The Healthcare Conundrum

Posted On October 24, 2016 by David Miller, MBA '14
Categories Profiles

Examining the healthcare plans of both presidential candidates, associate professor Bill Custer gives voters something to think about.

Bill Custer

Bill Custer

The 2016 presidential election cycle hasn’t had much focus on the issues; however, one member of the town hall audience in the second presidential debate asked a question about the Affordable Care Act. He wanted to know what the candidates plans were to combat rising costs and declining coverage.

This is an issue that has kept Bill Custer, associate professor of health administration and director of the Center for Health Services Research at the Robinson College of Business, busy this election cycle.

His comments have been picked up by publications at both the national and local level, by academic research journals and general news organizations.

“Healthcare hasn’t received much coverage this election cycle,” Custer said. “Healthcare is a difficult, complicated subject with a lot of moving parts. It’s not easy for politicians to talk about, and it is not easy for consumers to get enough information about, especially in an election cycle with so much going on.”

Custer says that any discussion about healthcare and healthcare reform obviously has to start with the Affordable Care Act (ACA).

“The ACA increased the number of Americans with health insurance,” Custer argues. “It has affected millions of Americans in a positive way.”

In Custer’s opinion, the replacement for the ACA must have a minimal impact on the number of insured Americans; however, he also notes that the impact of any changes will not be felt in 2017 but in 2018 and beyond.

The two candidates obviously have very different approaches to the Affordable Care Act. In response to the question in the second debate, Hillary Clinton said, “I want very much to save what works and is good about the Affordable Care Act, but we’ve got to get costs down. We’ve got to provide additional help to small businesses so that they can afford to provide health insurance.”

“Obviously, there are technical fixes that need to be made, but those are not the most serious issues facing the exchanges,” says Custer.

Custer explains that the healthcare exchanges create a marketplace. The ACA removed a limit on pre-existing conditions that has caused an inefficiency in this marketplace.
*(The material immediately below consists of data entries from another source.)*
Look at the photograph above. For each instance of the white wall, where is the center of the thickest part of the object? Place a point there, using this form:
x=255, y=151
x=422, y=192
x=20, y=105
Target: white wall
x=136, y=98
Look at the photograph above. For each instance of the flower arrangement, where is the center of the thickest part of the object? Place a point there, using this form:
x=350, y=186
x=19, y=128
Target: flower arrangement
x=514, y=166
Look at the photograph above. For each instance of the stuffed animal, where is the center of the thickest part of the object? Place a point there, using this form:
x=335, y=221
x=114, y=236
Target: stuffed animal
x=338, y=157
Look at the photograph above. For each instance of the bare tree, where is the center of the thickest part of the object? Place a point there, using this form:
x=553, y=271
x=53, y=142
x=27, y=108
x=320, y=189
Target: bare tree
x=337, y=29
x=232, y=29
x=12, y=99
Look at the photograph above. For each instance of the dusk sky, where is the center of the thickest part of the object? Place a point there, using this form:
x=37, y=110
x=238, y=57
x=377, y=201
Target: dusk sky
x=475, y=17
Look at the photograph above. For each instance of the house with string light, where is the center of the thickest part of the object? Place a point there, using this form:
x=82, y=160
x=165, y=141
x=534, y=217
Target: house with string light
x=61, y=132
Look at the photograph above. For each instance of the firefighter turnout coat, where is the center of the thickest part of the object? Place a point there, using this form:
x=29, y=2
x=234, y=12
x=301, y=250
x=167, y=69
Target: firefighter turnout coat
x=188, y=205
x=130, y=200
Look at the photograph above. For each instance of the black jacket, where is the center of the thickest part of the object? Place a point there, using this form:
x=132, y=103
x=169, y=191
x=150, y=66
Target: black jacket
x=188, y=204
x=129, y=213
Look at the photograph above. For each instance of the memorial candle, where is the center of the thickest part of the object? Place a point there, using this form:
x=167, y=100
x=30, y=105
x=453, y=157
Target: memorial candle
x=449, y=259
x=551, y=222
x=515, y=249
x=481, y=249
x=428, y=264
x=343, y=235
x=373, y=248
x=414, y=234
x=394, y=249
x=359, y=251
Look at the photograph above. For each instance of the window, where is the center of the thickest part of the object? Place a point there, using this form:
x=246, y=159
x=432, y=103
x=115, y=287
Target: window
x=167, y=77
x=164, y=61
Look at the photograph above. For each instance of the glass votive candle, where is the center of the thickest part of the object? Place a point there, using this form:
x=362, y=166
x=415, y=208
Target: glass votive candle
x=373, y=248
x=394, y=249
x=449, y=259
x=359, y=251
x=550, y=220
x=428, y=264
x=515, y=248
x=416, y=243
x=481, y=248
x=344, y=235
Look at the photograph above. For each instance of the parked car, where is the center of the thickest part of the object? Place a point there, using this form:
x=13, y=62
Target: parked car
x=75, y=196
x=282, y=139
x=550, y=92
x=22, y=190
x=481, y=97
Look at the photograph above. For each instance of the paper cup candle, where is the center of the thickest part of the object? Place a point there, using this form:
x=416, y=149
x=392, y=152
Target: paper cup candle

“Insurance companies have faced increased costs from covering individuals with pre-existing conditions,” Custer said. “Individuals who were cheaper to insure were supposed to offset the risk, but that has yet to happen. As a result, insurance companies have decided to leave exchanges in states where they are losing money.”
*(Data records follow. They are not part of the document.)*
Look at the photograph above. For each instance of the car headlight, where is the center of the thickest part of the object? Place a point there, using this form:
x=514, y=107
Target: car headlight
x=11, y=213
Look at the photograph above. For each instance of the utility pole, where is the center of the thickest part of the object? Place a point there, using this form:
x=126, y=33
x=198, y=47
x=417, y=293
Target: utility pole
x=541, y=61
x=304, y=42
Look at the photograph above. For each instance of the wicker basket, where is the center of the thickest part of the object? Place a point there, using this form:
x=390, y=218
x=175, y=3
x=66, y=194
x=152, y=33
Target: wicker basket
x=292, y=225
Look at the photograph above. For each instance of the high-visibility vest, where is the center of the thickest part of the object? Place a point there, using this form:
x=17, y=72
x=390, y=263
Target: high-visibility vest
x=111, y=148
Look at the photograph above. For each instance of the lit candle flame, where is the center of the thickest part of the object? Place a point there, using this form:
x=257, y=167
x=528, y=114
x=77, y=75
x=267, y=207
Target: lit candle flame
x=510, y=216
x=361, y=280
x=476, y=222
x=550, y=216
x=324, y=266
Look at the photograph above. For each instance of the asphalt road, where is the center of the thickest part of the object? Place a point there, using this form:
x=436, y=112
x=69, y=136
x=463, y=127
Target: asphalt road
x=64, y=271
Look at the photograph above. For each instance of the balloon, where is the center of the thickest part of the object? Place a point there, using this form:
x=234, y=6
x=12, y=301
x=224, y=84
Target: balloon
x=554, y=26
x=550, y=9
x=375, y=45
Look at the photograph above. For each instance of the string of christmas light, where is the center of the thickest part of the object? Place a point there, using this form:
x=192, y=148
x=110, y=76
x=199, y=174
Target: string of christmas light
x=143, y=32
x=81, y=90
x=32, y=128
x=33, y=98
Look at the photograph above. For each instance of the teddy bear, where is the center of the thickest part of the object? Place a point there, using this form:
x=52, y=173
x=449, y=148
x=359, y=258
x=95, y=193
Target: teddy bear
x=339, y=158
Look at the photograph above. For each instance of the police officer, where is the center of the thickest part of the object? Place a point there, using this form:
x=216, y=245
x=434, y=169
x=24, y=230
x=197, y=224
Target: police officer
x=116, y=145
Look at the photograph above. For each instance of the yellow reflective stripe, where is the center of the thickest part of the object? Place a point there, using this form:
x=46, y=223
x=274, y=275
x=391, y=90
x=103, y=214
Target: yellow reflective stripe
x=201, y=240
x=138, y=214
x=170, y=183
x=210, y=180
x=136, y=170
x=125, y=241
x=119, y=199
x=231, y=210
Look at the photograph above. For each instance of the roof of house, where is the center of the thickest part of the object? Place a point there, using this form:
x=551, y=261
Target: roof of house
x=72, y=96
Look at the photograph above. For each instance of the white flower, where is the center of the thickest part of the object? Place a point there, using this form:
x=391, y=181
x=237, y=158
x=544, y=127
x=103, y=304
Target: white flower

The ACA implemented mechanisms that were supposed to offset some of these risks, like the reallocation of the premium income to companies that obtained bad risk pools. Custer points out that the risk adjustment mechanism of the ACA has not worked as intended and is in the process of being overhauled.

He suggests that Clinton could institute a public option in the exchange that would compete against the private companies, but cautions that if this is the cheapest option, the increased risk would fall on the taxpayers.

On the other hand, Donald Trump is proposing to repeal the entire act. “We have to repeal it and replace it with something absolutely much less expensive and something that works, where your plan can actually be tailored,” Trump said.

Trump continues to propose removing boundaries on competition for insurance; however Custer says this already has occurred and hasn’t worked.

In his July article for The Conversation, a publication where academics write about current events with a journalistic bend, Custer wrote, “Trump’s proposal means that insurers licensed by one state and obeying that state’s laws could sell coverage in another state. That potentially would allow insurers to ignore the other state’s laws. This proposal would allow insurers to choose those states whose laws give them the greatest ability to manage their risks.”

Legislation similar to Trump’s proposal has already been passed because of the ACA. “In 2011, the state of Georgia was the first state to pass a law similar to this proposal, but it has not found insurers willing to offer this coverage. At least 20 other states have since followed suit, but insurers are not sure they want to do this.”

Custer says that healthcare delivery is evolving. “Insurance companies are used to covering financial risks,” Custer said. “Now they are increasingly held responsible for quality of healthcare. As a result contracts are much more complex and involve networks to keep costs down. It’s difficult to write contracts that apply in different places.”

If the ACA is not repealed, one part of Trump’s proposal allows individuals who purchase coverage outside of the workplace to do so with pre-tax dollars. “With the ACA in place, this proposal would lower the cost of coverage for many individuals and increase the number of individuals with health insurance,” Custer writes.

Despite the lack of coverage of the candidates’ stance on the issues by the media, Custer encourages voters to research.

“It will take years to fix the healthcare system in this country. Understanding the facts will help voters decide which candidate’s proposal matches their views.”